Have you ever seen this?
It’s an empty box. There is nothing inside. Nothing.
It is a rare animal that is closely related to the unicorn and is rarely seen in the wild. This phenomenon has been rare in the last decade. How can you get an email inbox that is absolutely zero?
Email is a monster. It eats up our time, consumes our productivity, and eats away at our sanity. It’s awful.
This list of email hacks brings together the best of email street smarts and unorthodox wisdom to help you actually control the email monster with your two hands.
I don’t claim any dominance over the email monster. To create the image above, I kind of cheated. We’re still learning how to send emails. Me included.
Here are some strategies that you can use to conquer email.
1. Pause your inbox.
(Gmail only).
Inbox Pause is a Gmail extension which prevents email from reaching your inbox. This allows your mind and spirit the freedom to reach new heights of productivity.
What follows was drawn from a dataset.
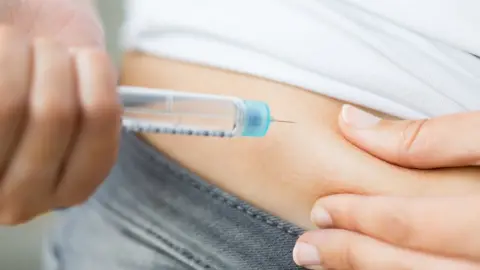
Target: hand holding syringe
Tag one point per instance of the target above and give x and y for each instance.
(173, 112)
Here’s their blurb. It’s beautiful.
Meet INBOX PAUSE – the paradigm-shiftingest, game-changingest email innovation of 2012! Your Inbox has been controlled by others for decades. They can interrupt your flow and take control of what you are doing. You can control when messages show up in your Inbox, and when they don’t. INBOX PAUSE allows you to put new messages on hold. This will make it so that they don’t appear until you are ready. The best part? It works! You can be awesome, instead of being an email bondservant.
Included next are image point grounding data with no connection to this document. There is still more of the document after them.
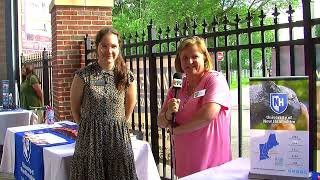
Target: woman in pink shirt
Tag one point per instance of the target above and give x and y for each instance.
(202, 111)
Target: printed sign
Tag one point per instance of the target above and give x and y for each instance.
(279, 118)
“Hold on!” You can hear me saying. “But you’re not really dealing with anything. You are just delaying the inevitable.
That’s okay. You can actually gain control of your email by allowing it to run at its own time. An inbox that is paused keeps you focused on the important stuff and not distracted by the pinging alerts for new email.
To try it, head over to Inbox Pause
2. Inbox zero should be visited at least once per week.
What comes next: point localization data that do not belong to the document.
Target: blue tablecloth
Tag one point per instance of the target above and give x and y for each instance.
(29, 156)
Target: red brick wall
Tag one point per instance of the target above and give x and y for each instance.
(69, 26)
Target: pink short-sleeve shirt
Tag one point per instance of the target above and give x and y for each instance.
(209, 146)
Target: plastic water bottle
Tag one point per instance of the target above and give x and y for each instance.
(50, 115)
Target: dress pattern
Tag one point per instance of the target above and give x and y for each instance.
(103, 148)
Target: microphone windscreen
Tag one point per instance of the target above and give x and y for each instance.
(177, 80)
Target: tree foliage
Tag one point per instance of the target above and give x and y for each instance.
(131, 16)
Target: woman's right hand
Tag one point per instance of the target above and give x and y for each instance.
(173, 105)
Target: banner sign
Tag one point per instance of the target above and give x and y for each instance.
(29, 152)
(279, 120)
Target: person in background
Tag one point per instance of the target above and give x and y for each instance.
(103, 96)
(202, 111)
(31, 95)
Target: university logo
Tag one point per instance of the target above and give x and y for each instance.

It is the best way to deal effectively with email. This is a method that productivity experts recommend you use every day. This is the best approach, so I give them a thumbs up.
You’ll be frustrated if your goal is too lofty. Try to keep your weekly inbox at zero. Sometimes, you will have to leave messages there if you can’t make it to your kid’s soccer game on Thursday night. Fine.
Try to get it to zero at least once per week.
It will be hard to believe how wonderful it feels.
3. Do not waste your time with folders
Some control freaks are paranoid about organizing their email.
I’m referring to email folders which were so prevalent in the early 2000s. Even if it causes problems with your organizational skills, you shouldn’t waste time putting every email in its own folder.
You can automate the entire tedious folder process instead. Many email programs allow you to set rules that govern which emails should be sent and where they should go.
This feature is available in Gmail. I click on a message from my inbox – More
These parameters allow me to tell Gmail what I want with the message. I can also label it with a specific label (kinda like a folder filter). This allows me to stay organized and not waste any time.
Don’t panic if you don’t have the patience or the organizational skills to create filters. You can archive an email once you’re done with it. If you are really in need of it, your email’s search function will allow you to find it again.
4. OHIO: You can only hold it once.
You should close the email if you have to. Do not keep opening old emails and wasting your time by reading outdated information without doing anything.
You should only open an email once. This is the only time that you should open an email.
This is more of an attitude than a fact.